The Acheiropoietos Monastery (Μονή Ἀχειροποίητου, also Παναγία Ἀχειροποίητος and Acheripoetos) was a medieval Byzantine Orthodox monastery in Lambousa near Lapithos, Cyprus.

==History==
According to tradition, the monastery got its name from an acheiropoietos (meaning made without hands), an icon believed to have been miraculously moved from its original location in Asia Minor by the Virgin Mary to save it from destruction due to the Turkish conquest.

The monastery soon gained prominence and eventually became the religious center of the region. The monastery was the headquarters of the Bishop of Lambousa, one of the 15 bishops on the island until 1222.

According to legend, the shroud of Joseph of Arimathea was once held in the monastery and was taken to Turin, Italy, in 1452 where it remains today and is now known as the Shroud of Turin.

In 1735 the Russian Monk Vasily Barsky visited the monastery and noted that there were nine to ten monks on the premises.

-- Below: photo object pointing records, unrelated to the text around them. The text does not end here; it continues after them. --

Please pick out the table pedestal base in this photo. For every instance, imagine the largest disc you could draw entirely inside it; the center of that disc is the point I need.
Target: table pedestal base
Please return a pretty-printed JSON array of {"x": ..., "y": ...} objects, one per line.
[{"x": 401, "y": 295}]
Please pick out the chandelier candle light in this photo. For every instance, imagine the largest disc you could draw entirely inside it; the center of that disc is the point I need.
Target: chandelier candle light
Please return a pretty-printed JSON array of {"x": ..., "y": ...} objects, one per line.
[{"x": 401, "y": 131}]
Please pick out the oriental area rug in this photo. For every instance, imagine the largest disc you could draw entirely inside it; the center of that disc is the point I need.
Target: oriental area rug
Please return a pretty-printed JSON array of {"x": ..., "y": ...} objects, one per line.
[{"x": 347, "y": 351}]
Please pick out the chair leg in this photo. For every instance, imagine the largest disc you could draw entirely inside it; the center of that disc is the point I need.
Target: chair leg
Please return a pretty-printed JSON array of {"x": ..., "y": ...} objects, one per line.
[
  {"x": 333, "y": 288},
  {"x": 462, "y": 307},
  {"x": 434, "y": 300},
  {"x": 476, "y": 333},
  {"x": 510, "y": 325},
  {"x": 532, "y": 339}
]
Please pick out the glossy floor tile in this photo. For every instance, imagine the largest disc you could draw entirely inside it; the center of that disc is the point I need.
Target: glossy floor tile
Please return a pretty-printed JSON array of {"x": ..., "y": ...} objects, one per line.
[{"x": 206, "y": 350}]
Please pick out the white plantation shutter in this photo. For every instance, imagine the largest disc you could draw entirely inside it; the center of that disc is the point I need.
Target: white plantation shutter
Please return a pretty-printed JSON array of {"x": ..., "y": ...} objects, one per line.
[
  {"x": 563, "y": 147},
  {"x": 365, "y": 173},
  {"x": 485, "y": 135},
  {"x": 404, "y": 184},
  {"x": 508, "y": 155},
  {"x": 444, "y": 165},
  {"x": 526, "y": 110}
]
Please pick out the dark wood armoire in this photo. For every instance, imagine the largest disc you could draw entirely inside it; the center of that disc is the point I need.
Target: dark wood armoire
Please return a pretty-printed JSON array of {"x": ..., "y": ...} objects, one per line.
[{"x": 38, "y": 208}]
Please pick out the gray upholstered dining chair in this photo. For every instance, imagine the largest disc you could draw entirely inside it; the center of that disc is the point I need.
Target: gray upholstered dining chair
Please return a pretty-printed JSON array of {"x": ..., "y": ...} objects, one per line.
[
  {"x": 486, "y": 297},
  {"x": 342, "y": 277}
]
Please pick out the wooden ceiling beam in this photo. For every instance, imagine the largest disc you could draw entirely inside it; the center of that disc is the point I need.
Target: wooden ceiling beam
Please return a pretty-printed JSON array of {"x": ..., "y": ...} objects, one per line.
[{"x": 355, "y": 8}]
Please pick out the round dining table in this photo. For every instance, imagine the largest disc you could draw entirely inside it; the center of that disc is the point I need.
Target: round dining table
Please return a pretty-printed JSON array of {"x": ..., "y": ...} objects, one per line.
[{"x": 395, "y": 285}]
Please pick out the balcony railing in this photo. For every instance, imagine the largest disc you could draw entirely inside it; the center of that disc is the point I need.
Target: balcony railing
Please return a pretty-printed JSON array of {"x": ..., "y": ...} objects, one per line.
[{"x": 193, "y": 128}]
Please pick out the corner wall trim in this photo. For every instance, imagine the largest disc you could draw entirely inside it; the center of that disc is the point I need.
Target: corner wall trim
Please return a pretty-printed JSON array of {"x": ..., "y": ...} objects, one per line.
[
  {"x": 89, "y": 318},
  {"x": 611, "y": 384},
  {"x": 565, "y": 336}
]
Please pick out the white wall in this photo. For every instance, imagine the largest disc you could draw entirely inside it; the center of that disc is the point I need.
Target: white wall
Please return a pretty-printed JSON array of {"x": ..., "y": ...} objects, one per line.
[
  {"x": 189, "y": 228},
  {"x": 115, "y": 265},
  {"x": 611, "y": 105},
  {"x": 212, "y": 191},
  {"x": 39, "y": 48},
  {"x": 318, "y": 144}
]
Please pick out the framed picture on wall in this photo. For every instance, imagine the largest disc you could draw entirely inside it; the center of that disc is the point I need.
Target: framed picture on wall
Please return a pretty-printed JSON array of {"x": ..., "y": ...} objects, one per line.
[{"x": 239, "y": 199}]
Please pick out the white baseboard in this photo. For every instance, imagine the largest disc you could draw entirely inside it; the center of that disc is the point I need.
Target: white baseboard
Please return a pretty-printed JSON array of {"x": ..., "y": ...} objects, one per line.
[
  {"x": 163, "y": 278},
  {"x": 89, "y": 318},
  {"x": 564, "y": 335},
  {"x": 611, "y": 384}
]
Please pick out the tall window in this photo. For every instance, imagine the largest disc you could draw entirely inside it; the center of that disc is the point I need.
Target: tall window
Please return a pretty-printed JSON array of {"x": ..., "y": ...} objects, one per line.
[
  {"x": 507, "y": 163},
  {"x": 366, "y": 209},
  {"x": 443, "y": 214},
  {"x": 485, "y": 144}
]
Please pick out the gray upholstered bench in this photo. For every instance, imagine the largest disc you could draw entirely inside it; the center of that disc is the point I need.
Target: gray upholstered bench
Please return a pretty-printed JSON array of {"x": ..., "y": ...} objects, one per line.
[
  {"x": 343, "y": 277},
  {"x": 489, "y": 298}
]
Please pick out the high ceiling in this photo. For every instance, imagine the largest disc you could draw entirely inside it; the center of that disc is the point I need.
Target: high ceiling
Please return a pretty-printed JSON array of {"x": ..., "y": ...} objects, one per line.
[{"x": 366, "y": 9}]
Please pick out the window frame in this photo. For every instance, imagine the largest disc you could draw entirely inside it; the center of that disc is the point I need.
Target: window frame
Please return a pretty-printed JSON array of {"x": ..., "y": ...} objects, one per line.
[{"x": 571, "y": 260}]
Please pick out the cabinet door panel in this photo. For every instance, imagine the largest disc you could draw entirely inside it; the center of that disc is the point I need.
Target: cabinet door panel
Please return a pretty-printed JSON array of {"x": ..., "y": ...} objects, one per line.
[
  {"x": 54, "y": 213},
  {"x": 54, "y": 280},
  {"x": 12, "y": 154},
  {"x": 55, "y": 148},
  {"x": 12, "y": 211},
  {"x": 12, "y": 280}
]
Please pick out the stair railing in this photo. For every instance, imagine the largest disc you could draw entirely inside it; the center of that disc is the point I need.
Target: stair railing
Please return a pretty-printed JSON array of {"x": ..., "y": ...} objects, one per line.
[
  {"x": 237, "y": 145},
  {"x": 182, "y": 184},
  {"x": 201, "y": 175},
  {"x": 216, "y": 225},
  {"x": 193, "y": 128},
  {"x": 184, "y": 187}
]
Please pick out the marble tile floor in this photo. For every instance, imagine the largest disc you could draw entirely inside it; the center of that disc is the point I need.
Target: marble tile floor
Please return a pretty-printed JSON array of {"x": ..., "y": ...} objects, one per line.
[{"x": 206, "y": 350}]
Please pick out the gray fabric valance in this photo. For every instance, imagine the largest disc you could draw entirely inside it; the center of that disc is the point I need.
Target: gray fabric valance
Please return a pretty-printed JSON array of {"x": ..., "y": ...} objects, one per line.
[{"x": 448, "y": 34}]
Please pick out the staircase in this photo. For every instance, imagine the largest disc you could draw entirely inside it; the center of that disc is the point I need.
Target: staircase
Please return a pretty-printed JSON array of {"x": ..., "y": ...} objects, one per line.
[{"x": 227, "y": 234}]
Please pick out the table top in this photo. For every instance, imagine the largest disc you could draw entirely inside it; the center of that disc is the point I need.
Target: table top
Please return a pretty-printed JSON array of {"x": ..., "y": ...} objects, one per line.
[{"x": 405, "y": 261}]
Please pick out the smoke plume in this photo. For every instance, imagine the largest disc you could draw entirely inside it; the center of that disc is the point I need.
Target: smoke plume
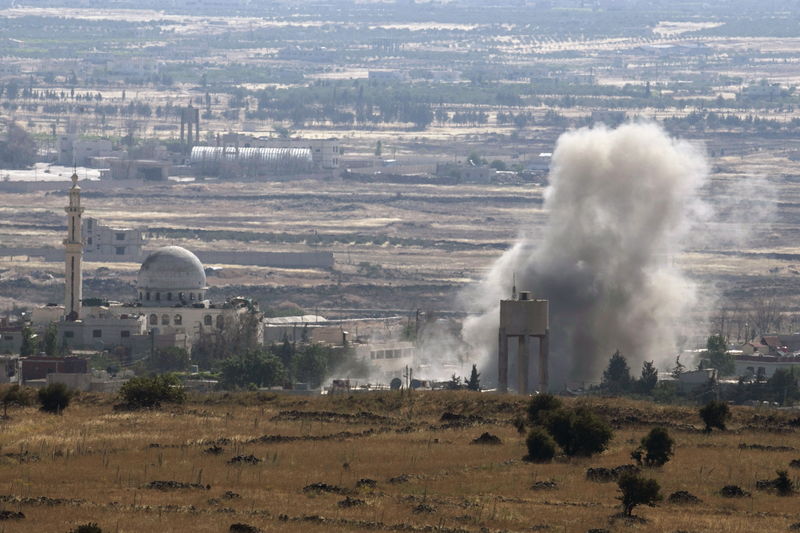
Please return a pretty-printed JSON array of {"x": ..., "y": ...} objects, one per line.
[{"x": 620, "y": 205}]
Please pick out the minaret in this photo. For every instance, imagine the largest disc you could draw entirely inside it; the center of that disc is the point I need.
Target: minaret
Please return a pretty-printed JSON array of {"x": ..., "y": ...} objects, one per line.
[{"x": 73, "y": 247}]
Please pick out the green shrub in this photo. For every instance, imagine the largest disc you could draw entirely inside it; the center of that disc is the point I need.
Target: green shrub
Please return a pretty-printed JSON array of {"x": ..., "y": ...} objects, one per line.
[
  {"x": 783, "y": 484},
  {"x": 637, "y": 490},
  {"x": 152, "y": 391},
  {"x": 715, "y": 415},
  {"x": 541, "y": 446},
  {"x": 540, "y": 405},
  {"x": 656, "y": 448},
  {"x": 579, "y": 432},
  {"x": 54, "y": 398},
  {"x": 91, "y": 527}
]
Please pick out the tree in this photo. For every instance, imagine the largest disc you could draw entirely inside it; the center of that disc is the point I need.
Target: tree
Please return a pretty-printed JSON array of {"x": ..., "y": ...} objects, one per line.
[
  {"x": 656, "y": 448},
  {"x": 637, "y": 490},
  {"x": 540, "y": 405},
  {"x": 717, "y": 355},
  {"x": 579, "y": 432},
  {"x": 454, "y": 383},
  {"x": 541, "y": 446},
  {"x": 715, "y": 415},
  {"x": 30, "y": 342},
  {"x": 474, "y": 382},
  {"x": 649, "y": 379},
  {"x": 255, "y": 367},
  {"x": 54, "y": 398},
  {"x": 617, "y": 377},
  {"x": 145, "y": 392},
  {"x": 51, "y": 340}
]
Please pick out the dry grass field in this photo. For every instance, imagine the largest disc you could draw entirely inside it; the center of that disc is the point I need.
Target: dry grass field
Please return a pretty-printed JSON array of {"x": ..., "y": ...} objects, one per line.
[{"x": 93, "y": 464}]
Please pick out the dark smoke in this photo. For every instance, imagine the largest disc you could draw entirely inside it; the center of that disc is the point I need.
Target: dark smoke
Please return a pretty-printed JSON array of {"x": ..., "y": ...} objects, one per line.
[{"x": 620, "y": 206}]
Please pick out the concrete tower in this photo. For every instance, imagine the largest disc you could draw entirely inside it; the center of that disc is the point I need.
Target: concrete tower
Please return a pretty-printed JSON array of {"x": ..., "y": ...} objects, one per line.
[{"x": 73, "y": 246}]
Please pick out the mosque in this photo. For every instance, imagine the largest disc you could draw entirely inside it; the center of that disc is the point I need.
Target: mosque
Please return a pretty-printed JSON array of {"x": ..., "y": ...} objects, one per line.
[{"x": 171, "y": 306}]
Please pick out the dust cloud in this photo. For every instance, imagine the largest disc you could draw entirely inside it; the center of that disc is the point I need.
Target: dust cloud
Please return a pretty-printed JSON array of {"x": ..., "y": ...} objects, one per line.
[{"x": 621, "y": 205}]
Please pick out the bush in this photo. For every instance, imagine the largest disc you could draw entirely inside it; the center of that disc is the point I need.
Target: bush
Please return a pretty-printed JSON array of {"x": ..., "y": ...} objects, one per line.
[
  {"x": 783, "y": 484},
  {"x": 715, "y": 415},
  {"x": 656, "y": 448},
  {"x": 541, "y": 446},
  {"x": 91, "y": 527},
  {"x": 540, "y": 405},
  {"x": 147, "y": 392},
  {"x": 579, "y": 432},
  {"x": 637, "y": 490},
  {"x": 54, "y": 398}
]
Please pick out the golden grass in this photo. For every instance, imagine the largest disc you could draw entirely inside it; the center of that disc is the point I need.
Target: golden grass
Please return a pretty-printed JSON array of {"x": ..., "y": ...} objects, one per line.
[{"x": 96, "y": 462}]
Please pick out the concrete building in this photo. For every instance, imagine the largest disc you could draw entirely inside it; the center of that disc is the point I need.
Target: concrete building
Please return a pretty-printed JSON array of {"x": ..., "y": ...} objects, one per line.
[
  {"x": 104, "y": 243},
  {"x": 73, "y": 246},
  {"x": 325, "y": 153},
  {"x": 523, "y": 318}
]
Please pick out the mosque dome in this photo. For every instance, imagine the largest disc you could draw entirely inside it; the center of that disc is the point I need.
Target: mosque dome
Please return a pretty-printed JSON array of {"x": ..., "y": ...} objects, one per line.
[{"x": 171, "y": 275}]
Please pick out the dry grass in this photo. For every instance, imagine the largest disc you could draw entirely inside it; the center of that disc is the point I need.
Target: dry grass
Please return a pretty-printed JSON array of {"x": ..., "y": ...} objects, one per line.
[{"x": 95, "y": 463}]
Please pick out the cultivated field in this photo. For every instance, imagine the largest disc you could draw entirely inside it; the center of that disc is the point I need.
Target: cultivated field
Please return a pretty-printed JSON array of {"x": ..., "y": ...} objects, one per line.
[{"x": 93, "y": 464}]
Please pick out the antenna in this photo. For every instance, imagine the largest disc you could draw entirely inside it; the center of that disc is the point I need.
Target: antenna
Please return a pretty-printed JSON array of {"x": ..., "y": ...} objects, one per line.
[{"x": 514, "y": 287}]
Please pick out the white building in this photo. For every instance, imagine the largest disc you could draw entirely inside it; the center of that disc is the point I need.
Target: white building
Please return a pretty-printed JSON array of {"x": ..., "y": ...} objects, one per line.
[{"x": 104, "y": 243}]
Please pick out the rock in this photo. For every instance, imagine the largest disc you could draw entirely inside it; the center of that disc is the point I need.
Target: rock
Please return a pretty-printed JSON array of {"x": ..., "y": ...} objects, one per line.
[
  {"x": 351, "y": 502},
  {"x": 243, "y": 528},
  {"x": 487, "y": 438},
  {"x": 11, "y": 515},
  {"x": 733, "y": 491},
  {"x": 323, "y": 487},
  {"x": 683, "y": 497},
  {"x": 244, "y": 459},
  {"x": 544, "y": 485}
]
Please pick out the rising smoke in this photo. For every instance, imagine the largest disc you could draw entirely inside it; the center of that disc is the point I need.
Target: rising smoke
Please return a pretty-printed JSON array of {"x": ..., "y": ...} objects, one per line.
[{"x": 620, "y": 205}]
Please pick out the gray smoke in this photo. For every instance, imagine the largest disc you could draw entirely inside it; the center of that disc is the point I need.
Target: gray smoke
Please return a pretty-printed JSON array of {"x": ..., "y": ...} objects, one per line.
[{"x": 620, "y": 204}]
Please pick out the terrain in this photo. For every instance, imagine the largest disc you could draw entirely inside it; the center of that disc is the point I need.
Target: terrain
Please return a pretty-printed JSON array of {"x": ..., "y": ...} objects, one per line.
[{"x": 373, "y": 462}]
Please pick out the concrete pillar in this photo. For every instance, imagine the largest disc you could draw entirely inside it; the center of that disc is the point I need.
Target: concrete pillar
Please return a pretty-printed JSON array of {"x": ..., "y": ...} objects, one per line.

Petermann, a German traveler who visited the monastery in 1851, recalled that ninety years before his time Turkish raiders from Karaman had looted and burnt the monastery. By the nineteenth century, the number of monks had been reduced further, and by the twentieth the monastery had no resident monks. Following independence, the monastery was a well known church that was used by the Christian Greek Cypriots but after the Turkish invasion of Cyprus in 1974, the monastery became a military encampment and barracks for the Turkish Army. The complex continues to be closed to the public.

==Architecture==
The Monastery was built in the 11th century on the foundations of a ruined 6th-century Christian church. Through the centuries, constant rebuilding has given the complex different architectural styles from different time periods, including early Christian, Byzantine, Lusignan, Gothic and Frankish. The present structure has two domes and a Gothic narthex.

==Lambousa Treasure==

In 1897 a hoard of early Byzantine silver items was uncovered near the monastery. Known as the Lamboussa Treasure, or First Cyprus Treasure, it comprised a variety of liturgical objects dating from 6th or 7th century, perhaps deliberately hidden during the Arab invasion of Cyprus in 653. The hoard was acquired by the British Museum in 1899.